PhD defense, Aous KAROUI

 

Title : Mobile Learning Games: JEM Inventor, an authoring tool based on a nested design approach

 

Jury :

  • Baltasar FERNÁNDEZ-MANJÓN Professeur des Universités, Universidad Computense de Madrid
  • Jean-Marc LABAT Professeur des Universités émérite, Sorbonne Université
  • Jean-Charles MARTY Maître de Conférences HDR, Université Savoie Mont Blanc
  • Margarida ROMERO Professeur des Universités, Université Nice Sophia Antipolis
  • Sébastien GEORGE Professeur des Universités, Le Mans Université – Directeur de thèse
  • Iza MARFISI-SCHOTTMAN Maître de Conférences, Le Mans Université – Co-encadrante de thèse

 

Abstract:

The rise of mobile devices (e.g. tablets, smartphones) and their educational and recreational applications have contributed to the emergence of Mobile Learning Games (MLGs). Indeed, MLGs show great potential for increasing engagement, creativity and authentic learning. Yet, despite their great potential for education, the use of MLGs by teachers, remains very limited. This is partly due to the fact that MLGs are often designed to match a specific learning context, and thus cannot be directly reusable for other contexts. In addition, existing authoring tools are either feature-rich but require a significant investment by teachers to be used, or simple to use but do not offer enough features for the design of MLGs that meet pedagogical needs.

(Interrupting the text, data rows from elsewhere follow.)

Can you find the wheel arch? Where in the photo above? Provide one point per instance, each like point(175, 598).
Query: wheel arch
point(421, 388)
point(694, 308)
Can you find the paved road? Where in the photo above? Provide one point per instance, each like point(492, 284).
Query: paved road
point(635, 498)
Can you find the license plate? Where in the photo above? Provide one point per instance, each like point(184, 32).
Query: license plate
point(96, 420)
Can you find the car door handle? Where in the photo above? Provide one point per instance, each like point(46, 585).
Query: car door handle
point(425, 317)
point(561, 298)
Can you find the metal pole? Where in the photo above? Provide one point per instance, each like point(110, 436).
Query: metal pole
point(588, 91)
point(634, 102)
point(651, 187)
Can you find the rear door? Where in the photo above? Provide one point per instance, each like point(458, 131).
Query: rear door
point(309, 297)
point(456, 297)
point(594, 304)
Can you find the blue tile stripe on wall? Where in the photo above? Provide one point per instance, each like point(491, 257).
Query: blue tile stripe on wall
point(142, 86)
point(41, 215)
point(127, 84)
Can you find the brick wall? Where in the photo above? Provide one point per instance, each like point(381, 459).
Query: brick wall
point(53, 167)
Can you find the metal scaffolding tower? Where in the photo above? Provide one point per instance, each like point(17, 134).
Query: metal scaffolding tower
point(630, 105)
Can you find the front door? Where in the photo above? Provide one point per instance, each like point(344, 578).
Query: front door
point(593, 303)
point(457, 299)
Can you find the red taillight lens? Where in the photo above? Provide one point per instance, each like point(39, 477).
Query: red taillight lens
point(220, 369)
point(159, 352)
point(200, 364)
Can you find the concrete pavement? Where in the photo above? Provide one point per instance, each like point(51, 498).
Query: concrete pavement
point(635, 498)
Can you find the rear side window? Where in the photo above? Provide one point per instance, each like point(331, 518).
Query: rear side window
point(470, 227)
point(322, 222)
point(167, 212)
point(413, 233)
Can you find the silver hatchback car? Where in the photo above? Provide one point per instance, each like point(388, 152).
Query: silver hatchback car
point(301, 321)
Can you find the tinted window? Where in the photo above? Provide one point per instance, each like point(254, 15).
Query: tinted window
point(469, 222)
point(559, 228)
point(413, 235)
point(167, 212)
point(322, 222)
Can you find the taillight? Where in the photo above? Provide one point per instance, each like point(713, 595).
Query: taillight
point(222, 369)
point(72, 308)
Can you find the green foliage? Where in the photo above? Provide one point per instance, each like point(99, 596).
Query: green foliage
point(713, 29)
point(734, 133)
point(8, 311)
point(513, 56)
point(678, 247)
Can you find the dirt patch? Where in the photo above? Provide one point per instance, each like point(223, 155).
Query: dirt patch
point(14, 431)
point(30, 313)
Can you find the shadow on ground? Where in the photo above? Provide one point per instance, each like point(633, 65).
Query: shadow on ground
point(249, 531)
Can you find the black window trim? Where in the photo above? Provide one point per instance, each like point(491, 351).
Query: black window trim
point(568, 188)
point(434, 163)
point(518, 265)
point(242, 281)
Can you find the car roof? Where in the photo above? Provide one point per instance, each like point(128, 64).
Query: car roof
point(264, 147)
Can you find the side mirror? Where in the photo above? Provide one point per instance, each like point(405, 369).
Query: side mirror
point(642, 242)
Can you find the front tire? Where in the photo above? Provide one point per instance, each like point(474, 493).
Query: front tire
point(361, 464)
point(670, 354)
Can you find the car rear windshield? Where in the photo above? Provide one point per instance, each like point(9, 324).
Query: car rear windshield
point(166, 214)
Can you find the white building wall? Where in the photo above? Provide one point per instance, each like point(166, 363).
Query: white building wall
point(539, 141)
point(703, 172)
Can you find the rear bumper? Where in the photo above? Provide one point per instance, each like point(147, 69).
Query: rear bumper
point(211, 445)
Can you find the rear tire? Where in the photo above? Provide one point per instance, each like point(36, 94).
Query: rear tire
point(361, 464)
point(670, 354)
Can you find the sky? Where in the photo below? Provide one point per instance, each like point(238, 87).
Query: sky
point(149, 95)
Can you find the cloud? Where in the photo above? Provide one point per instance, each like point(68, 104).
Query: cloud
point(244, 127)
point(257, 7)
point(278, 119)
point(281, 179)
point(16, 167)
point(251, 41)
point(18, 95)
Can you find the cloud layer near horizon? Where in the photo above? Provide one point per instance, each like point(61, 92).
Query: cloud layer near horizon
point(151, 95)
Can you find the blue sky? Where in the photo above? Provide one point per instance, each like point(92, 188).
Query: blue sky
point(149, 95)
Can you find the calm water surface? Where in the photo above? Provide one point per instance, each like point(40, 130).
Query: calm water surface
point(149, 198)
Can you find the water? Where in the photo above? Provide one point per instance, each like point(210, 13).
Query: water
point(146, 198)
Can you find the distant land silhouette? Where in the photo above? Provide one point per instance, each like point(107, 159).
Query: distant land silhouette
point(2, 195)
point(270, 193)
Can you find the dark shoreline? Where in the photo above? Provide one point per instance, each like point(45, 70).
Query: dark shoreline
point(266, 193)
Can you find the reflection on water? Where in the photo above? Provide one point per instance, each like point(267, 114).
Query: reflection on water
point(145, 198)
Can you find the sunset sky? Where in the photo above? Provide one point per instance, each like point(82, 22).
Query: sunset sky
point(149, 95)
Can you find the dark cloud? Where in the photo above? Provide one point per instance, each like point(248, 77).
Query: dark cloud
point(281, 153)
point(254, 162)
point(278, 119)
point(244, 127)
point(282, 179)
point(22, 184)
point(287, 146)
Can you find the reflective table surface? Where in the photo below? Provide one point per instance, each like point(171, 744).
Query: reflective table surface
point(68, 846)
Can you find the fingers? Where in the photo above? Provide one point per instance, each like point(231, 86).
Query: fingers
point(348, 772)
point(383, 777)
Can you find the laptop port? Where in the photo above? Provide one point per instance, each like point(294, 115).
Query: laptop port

To tackle these problems, we propose JEM Inventor, a MLG authoring tool, based on a nested design approach, intended for teachers, museum curators, or any person without computer skills, wishing to script their own MLG and deploy them on mobile systems.

The nested design approach consists in progressively revealing the functionalities of the authoring tool, according to the complexity level that corresponds to the skills and needs of each user. For our case of study, we offer three design levels in the JEM Inventor tool. Thus, the standard level allows MLGs based on a generic model to be configured, the intermediate level allows customized scenarios to be created, and finally, the expert level allows customized MLGs to be programmed. The nested design model was approved through a series of experimentations with some twenty teachers from a wide range of expertise levels and teaching fields. We also conducted field experimentations with about 1500 students and pupils in order to evaluate the quality of MLGs created with JEM Inventor as well as their impact on learners.